Is autologous transplant in relapsed DLBCL patients achieving only a PET+ PR appropriate in the CAR T-cell era?

For relapsed chemosensitive diffuse large B-cell lymphoma (DLBCL), consolidation with autologous hematopoietic cell transplantation (auto-HCT) is a standard option. With the approval of anti-CD19 chimeric antigen receptor T cells in 2017, the Center for International Blood and Marrow Transplant Research (CIBMTR) reported a 45% decrease in the number of auto-HCTs for DLBCL in the United States. Using the CIBMTR database, we identified 249 relapsed DLBCL patients undergoing auto-HCT from 2003 to 2013 with a positive positron emission tomography/computed tomography (PET/CT)+ partial response prior to transplant were identified. The study cohort was divided into 2 groups: early chemoimmunotherapy failure (ECF), defined as patients with primary refractory disease (PRefD) or relapse within 12 months of diagnosis and late chemoimmunotherapy failure, defined as patients relapsing after ≥12 months.

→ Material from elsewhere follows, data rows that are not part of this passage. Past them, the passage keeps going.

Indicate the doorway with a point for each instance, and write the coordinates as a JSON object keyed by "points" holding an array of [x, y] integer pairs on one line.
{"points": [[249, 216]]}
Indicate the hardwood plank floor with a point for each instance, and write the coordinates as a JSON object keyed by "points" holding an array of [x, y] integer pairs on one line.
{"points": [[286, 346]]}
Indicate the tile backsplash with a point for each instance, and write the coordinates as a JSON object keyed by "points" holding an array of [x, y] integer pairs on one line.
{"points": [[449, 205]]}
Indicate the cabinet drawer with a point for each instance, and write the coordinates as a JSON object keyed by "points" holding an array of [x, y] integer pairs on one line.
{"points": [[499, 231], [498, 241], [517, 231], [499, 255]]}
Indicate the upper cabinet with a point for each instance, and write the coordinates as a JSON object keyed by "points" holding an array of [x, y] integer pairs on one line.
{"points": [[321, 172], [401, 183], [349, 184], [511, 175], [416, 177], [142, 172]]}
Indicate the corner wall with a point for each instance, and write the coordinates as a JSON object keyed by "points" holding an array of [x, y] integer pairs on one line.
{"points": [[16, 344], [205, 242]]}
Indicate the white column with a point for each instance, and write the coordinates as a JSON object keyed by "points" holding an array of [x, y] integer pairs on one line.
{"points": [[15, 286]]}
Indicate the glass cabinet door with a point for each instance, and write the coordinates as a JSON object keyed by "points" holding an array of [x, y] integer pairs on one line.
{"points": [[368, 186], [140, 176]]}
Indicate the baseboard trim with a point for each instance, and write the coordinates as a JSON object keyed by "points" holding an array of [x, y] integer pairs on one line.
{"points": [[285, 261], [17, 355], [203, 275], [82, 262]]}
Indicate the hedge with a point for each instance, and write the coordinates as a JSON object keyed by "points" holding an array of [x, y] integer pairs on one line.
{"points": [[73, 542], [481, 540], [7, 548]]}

Primary outcome was overall survival (OS). Secondary outcomes included progression-free survival (PFS) and relapse. A total of 182 patients had ECF, whereas 67 did not. Among ECF cohort, 79% had PRefD. The adjusted 5-year probabilities for PFS and OS (ECF vs no ECF) were not different: 41% vs 41% (P = .93) and 51% vs 63% (P = .09), respectively. On multivariate analysis, ECF patients had an increased risk for death (hazard ratio, 1.61; 95% confidence interval, 1.05-2.46; P = .03) but not for PFS or relapse. In conclusion, for relapsed chemosensitive DLBCL patients with residual PET/CT+ disease prior to auto-HCT, the adjusted 5-year PFS (41%) was comparable, irrespective of time to relapse. These data support ongoing application of auto-HCT in chemosensitive DLBCL.